We used five classification algorithms to process the data.

  1. Decision Tree.
  2. Random Forest.
  3. Naïve Bayes.
  4. K-Nearest Neighbor (KNN).
  5. Artificial Neural Networks (ANN) is illustrated in the figure below, which shows that the model has one input layer with 132 neurons since we have 132 symptoms, one hidden layer, and one output layer with 41 neurons since we have 41 labels as outputs, batch size of 16, and 20 epochs. ANN format

Evaluation & Results

  • The Dataset was spilt by 66/33 for all the classifiers.
  • The accuracy of each classification technique used for predicting diseases based on symptoms.
Algorithm Accuracy
Decision Tree 90%
Random Forest 97%
KNN 98%
Naïve Bayes 100%
ANN 100%


The models showed a decent performance and very high accuracy. The best results were provided by ANN while Naïve Bayes & KNN & Random Forest provided comparable results.

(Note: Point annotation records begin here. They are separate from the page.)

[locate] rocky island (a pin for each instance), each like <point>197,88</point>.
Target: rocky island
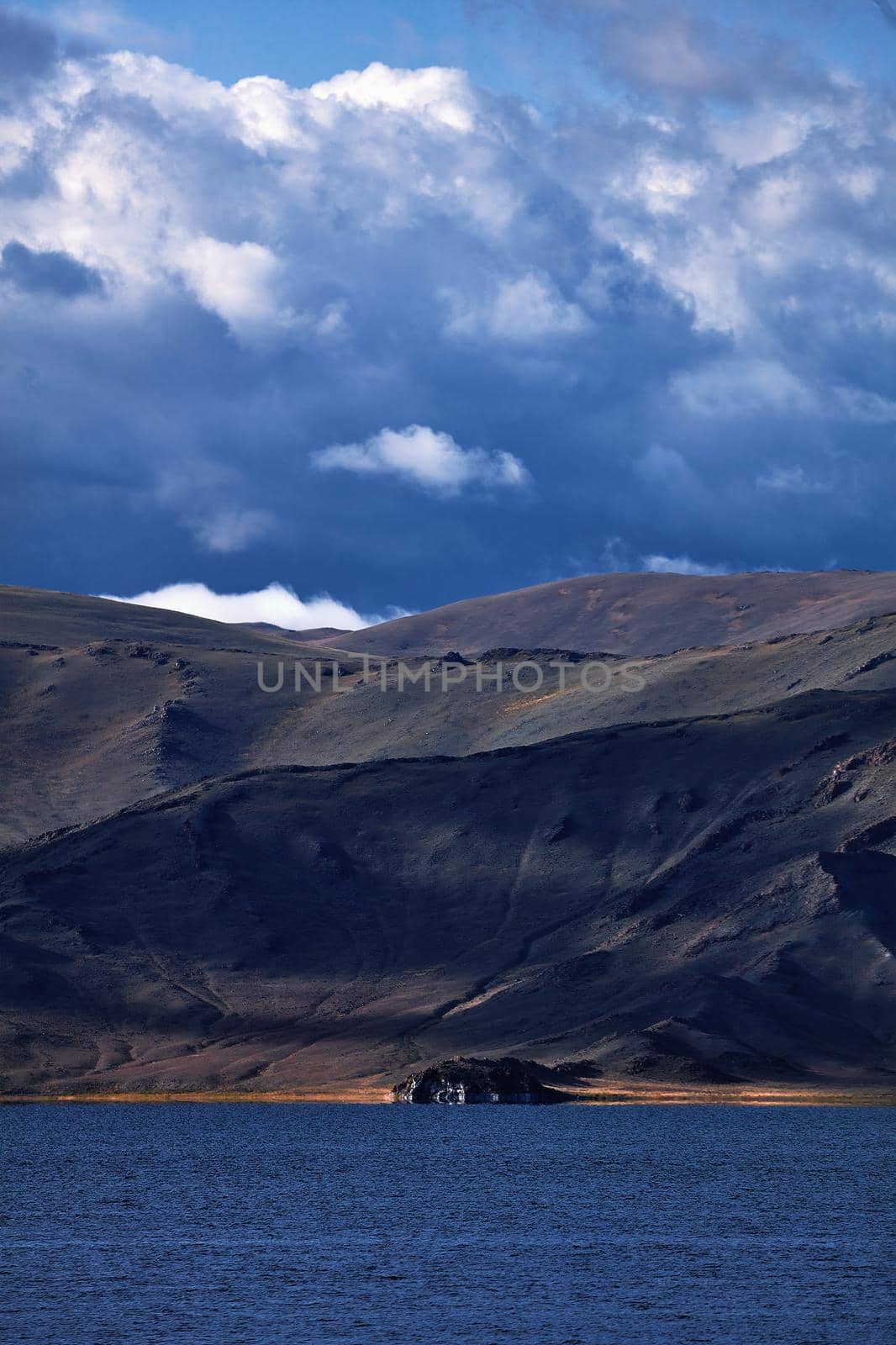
<point>472,1080</point>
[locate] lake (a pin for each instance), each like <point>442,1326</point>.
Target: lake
<point>556,1226</point>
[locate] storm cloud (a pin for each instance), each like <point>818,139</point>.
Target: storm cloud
<point>669,315</point>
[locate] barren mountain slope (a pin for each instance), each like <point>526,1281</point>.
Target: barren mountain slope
<point>98,724</point>
<point>640,614</point>
<point>707,899</point>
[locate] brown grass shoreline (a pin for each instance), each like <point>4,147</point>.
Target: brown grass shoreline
<point>609,1095</point>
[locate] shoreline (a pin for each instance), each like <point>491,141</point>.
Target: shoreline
<point>609,1095</point>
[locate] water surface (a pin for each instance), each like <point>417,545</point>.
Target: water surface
<point>269,1224</point>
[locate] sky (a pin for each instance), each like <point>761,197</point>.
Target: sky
<point>318,313</point>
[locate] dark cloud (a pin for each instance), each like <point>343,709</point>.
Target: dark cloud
<point>681,320</point>
<point>47,272</point>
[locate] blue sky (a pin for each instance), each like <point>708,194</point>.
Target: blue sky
<point>408,302</point>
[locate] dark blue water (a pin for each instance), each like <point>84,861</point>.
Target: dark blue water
<point>365,1224</point>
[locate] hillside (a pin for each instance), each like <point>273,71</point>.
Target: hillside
<point>708,899</point>
<point>93,721</point>
<point>640,614</point>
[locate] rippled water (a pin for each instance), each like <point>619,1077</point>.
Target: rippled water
<point>367,1224</point>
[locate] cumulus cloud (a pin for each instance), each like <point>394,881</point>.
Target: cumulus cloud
<point>651,306</point>
<point>47,272</point>
<point>232,529</point>
<point>681,565</point>
<point>275,604</point>
<point>427,457</point>
<point>524,309</point>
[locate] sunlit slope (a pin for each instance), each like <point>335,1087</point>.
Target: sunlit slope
<point>704,900</point>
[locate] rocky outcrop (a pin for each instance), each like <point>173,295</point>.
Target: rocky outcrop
<point>472,1080</point>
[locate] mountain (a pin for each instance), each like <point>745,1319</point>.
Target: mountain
<point>704,900</point>
<point>640,614</point>
<point>105,704</point>
<point>683,874</point>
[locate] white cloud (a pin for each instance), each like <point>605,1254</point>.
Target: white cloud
<point>793,481</point>
<point>680,565</point>
<point>276,604</point>
<point>522,309</point>
<point>437,93</point>
<point>427,457</point>
<point>232,529</point>
<point>237,282</point>
<point>857,404</point>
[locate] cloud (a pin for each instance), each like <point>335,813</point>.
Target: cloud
<point>794,481</point>
<point>887,10</point>
<point>232,529</point>
<point>522,309</point>
<point>680,565</point>
<point>276,604</point>
<point>237,282</point>
<point>651,291</point>
<point>430,459</point>
<point>743,388</point>
<point>29,49</point>
<point>47,272</point>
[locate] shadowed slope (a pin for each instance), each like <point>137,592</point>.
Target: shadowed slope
<point>700,900</point>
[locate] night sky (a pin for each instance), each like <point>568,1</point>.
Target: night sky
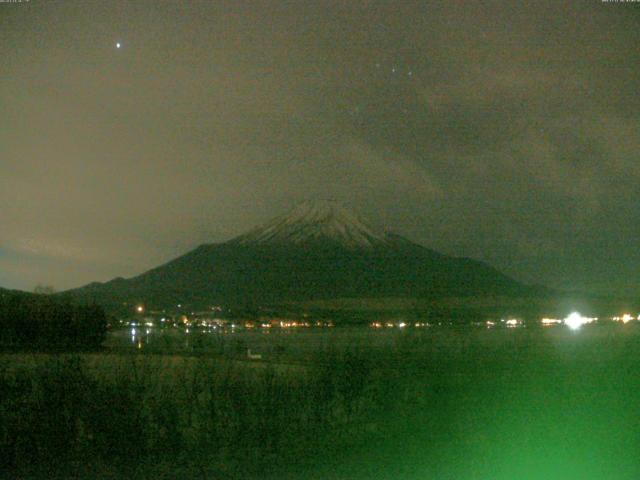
<point>503,131</point>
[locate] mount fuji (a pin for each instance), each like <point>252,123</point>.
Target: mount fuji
<point>318,251</point>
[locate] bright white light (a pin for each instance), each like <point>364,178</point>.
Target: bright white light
<point>550,321</point>
<point>575,320</point>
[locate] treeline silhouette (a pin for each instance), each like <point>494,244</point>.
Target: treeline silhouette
<point>49,323</point>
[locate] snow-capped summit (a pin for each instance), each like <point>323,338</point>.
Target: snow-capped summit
<point>310,221</point>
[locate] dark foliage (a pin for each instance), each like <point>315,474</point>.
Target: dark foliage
<point>43,322</point>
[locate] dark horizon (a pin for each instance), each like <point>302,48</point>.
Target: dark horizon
<point>502,132</point>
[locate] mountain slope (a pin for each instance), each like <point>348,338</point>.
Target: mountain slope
<point>318,251</point>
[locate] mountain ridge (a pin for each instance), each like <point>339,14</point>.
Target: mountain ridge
<point>316,251</point>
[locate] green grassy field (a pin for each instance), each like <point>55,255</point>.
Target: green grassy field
<point>433,404</point>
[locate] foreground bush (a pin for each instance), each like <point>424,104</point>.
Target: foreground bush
<point>43,322</point>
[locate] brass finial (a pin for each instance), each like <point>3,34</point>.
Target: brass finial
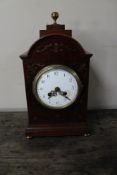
<point>55,16</point>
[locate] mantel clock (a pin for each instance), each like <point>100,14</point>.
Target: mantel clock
<point>56,72</point>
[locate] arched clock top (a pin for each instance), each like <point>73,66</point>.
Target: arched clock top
<point>53,45</point>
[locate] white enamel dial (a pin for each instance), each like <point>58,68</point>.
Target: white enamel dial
<point>56,86</point>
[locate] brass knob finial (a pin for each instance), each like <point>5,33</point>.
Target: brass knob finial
<point>55,16</point>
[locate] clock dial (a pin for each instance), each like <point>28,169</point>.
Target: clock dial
<point>56,86</point>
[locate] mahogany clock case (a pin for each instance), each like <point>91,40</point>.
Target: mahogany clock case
<point>59,49</point>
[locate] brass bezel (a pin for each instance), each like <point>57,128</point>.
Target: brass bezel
<point>54,67</point>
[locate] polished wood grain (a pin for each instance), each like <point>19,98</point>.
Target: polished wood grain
<point>56,46</point>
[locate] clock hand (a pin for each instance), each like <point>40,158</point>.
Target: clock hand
<point>51,94</point>
<point>63,93</point>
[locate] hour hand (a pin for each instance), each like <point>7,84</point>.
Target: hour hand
<point>64,94</point>
<point>51,94</point>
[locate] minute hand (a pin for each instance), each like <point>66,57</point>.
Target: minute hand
<point>63,93</point>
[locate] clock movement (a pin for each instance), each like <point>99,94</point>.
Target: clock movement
<point>56,72</point>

However, while working with real and unseen data, the Random Forest showed the best results out of all the classifiers.

The table below shows the details of each model.

Algorithm Review
Decision Tree
  • Working on the original data resulted in low accuracy.
  • Features Reduction to normalize data and reduce dimensions lead to better results.
Random Forest
  • This model showed promising results, and we observed that when increasing the number of estimators, the results improved significantly.
  • We observed that when K was reduced, the results improved, and on trial-and-error experimentation we chose 7 to be the value of K, more experimentation may lead to a better accuracy.
Naïve Bayes
  • This model showed good performance on the original data achieving very high accuracy.
  • Unfortunately, papers did not provide guidelines on configuring the network of this model. So we had to use trial and error and determined the following hyperparameters.
    • Number of layers: 3
    • Number of neurons unit: 305
    • Epoch Number: 20
    • Number of batches: 16
  • The neural network did not find it challenging to train, and after 20 epochs, the training accuracy was good, and the test accuracy was also good.

Integration With DOCTOR-Y

We used the Diseases Symptoms Prediction Model's results and combined them with the Diseases Diagnoses Prediction Model's results to calculate the percentage of suffering from a group of diseases based on previous diagnoses + the associated symptoms.

The final diseases and their percentages are sent to the system server, which sends them to the client-side to be represented on a chart as shown in the figure below.